In a later segment, Congressman Darryl Issa (Republican—California) commented that empowerment of people has changed Communist China for the better!
During Shepard Smith’s segment, Smith showed a video of the MEK rally in Paris, France and identified them as the PMOI. The only negative reference to the MEK occurred when Amy Kellogg speculated that the MEK might be responsible for a possible suicide bombing at Ayatollah Khomeini’s shrine in Tehran. Shepard Smith neither responded nor indicated that PMOI and MEK are two names for the same communist terrorist organization.
During Geraldo Rivera’s segment, former Senator Rick Santorum, who was a strong supporter of the MEK in the United States Senate, noted that former Senator (and now Vice President) Biden had originally opposed the Iran Freedom Support Act.
Then, Geraldo Rivera showed video of Maryam Rajavi’s MEK rally in Paris, France and interviewed Fox News Channel Foreign Affairs Analyst, who headed the NCRI office in Washington, DC until the Federal Government closed the office.
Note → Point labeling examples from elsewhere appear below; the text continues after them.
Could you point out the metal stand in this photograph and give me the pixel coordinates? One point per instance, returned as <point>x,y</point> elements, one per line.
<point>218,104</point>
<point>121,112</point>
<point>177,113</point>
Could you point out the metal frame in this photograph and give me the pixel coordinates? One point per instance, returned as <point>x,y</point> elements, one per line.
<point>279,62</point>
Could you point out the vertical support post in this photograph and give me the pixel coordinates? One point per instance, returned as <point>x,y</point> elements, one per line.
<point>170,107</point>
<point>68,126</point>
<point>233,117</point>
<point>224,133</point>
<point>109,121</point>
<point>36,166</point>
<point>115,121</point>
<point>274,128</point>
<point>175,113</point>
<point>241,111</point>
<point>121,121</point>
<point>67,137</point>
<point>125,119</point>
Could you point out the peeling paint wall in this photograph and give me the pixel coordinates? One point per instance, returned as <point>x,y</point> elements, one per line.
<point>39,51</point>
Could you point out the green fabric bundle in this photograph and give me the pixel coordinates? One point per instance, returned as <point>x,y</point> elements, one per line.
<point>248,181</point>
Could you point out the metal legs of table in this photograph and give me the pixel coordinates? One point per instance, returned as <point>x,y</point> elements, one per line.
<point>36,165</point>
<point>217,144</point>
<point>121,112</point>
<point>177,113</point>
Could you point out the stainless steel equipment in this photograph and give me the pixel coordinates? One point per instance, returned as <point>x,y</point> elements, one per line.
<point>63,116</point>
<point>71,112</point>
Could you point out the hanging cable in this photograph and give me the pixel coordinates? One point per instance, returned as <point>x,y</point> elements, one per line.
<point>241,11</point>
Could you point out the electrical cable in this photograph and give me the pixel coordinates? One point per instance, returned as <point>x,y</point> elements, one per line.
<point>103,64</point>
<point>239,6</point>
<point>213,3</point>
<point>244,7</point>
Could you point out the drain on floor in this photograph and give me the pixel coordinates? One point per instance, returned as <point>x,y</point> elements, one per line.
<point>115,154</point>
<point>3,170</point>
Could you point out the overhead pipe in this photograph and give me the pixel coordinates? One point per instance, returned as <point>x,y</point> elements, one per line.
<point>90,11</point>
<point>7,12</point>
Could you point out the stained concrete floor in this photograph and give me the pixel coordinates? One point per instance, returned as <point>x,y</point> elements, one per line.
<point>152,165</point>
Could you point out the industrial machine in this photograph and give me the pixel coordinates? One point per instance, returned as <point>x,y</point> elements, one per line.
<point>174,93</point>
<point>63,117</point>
In 2007, Fox News Channel viewers could claim to have been duped by relying upon the Fox News Channel for news. Now, Fox News Channel viewers have no excuses. Those who rely upon the Fox News Channel as a source of accurate news are traitors to all Americans who fought or died fighting communists. Americans do not need to look to Iran or to the Middle East in search for America’s worst enemies. America’s worst enemies are in America.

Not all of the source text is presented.